Maximizing Python Code Efficiency: Strategies to Overcome Common Performance Hurdles

Author:Murphy  |  View: 26463  |  Time: 2025-03-22 23:18:29
Photo by Kevin Canlas on Unsplash

Overview

In this exploration of Python code optimization, we look at common issues that impede performance resulting in overheads. We analyze two issues here- one related to nested loops, and the other related to memory/allocation issues caused by reading huge datasets.

With the nested loop issue, we look at an example use case to understand the nested loop dilemma and then move on to a solution that serves as an alternative to circumvent performance issues caused by nested loops.

With the the memory/allocation issues encountered with large datasets, we explore multiple data reading strategies and compare the performance of each strategy. Let's explore further.

Performance Issue-1: The Nested Loop Dilemma

Nested Loop Dilemma – Photo by 愚木混株 cdd20 on Unsplash

While nested loops are a common programming construct, their inefficient implementation can lead to suboptimal performance. A notable challenge one might encounter with nested loops is the ‘kernel keeps running' issue. This happens when the code has nested loops that are inefficiently implemented, leading to prolonged execution times; and in most cases, an infinite loop. Nested loops are easy to implement but optimizing for performance sometimes requires sacrificing the simplicity of nested structures. Nested loops can contribute to higher algorithmic complexity, leading to longer execution times, especially when dealing with large datasets. It's important to note that while nested loops might not be inherently "bad," understanding their implications and considering alternative approaches can lead to more efficient Python code. In this case, it is good to consider Python's features and libraries effectively.

A Use Case to discuss Nested Loops

We have two files where a few records are duplicates of one another. There is an identifier column in both files but the ID values are in a different format. Therefore, if we were to compare the entire row of one file with the other, it would not be flagged as a duplicate. Hence, the only way to determine duplicates would be to compare specific columns other than the identifier column.

As an example, let's assume that the files hold the following values –

File1.csv

ID,Name,Value A123,John,100 B456,Jane,200 C789,Bob,150

File2.csv

ID,Name,Value A-123,Jane,200 B_456,Bob,150 C-789,John,100 D-839,Sarah,180

Let's look at an implementation using nested loops. We load the files into two dataframes (df_primary and df_secondary) and then iterate through both dataframes using two loops in a nested fashion.

df_primary['Flag'] = ''

# Iterate over rows in the primary dataframe
for idx_primary, row_primary in df_primary.iterrows():
    # Iterate over rows in the secondary dataframe
    for idx_secondary, row_secondary in df_secondary.iterrows():
        # Check for matching conditions
        if (row_primary['Column1'] == row_secondary['Column1']) and 
           (row_primary['Column2'] == row_secondary['Column2']) and 
           (row_primary['Column3'] == row_secondary['Column3']) and 
           (row_primary['Column4'] == row_secondary['Column4']):
            # Update the 'Flag' column in the primary dataframe for the current row
            df_primary.at[idx_primary, 'Flag'] = 'Y'

In this case, ‘iterrows' has been used along with nested loops. Iterrows used along with Nested Loops creates additional computational cost owing to the need for implicit type conversions.
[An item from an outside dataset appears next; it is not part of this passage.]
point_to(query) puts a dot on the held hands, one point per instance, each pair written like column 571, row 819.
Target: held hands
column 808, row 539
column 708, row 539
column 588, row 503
Alternative to Nested Loops – pd.merge

For better performance, it is recommended to use the ‘merge' function within Pandas. pd.merge is a function in the pandas library used for merging two dataframe objects based on a common column or index. It is a high-level function that provides a convenient way to perform database-style joins. The merging process involves matching and combining data based on specified keys. Moreover, pandas uses vectorized operations to handle this task efficiently.

merged_df = pd.merge(df_primary, df_secondary, on=['Column1','Column2','Column3','Column4'], how='outer',indicator=True)

The indicator parameter in the pd.merge function is used to add a special column named ‘_merge' to the resulting dataframe that indicates the source of each row. In the resulting dataframe (merged_df), the ‘_merge' column will indicate whether each row came from the left dataframe only (left_only), the right dataframe only (right_only), or from both dataframe (both). This can be particularly useful when we would like to track which dataframe contributed to a particular row during the merging process. In this case, we can use the rows corresponding to the value ‘both' in the ‘_merge' column. With this operation, each set of duplicates get combined into 1 row in the merged_df. Thereby, ‘merged_df' will have only the unique rows. This solution is not only syntactically simpler but also helps reduce performance overheads and eliminates the need for iterations.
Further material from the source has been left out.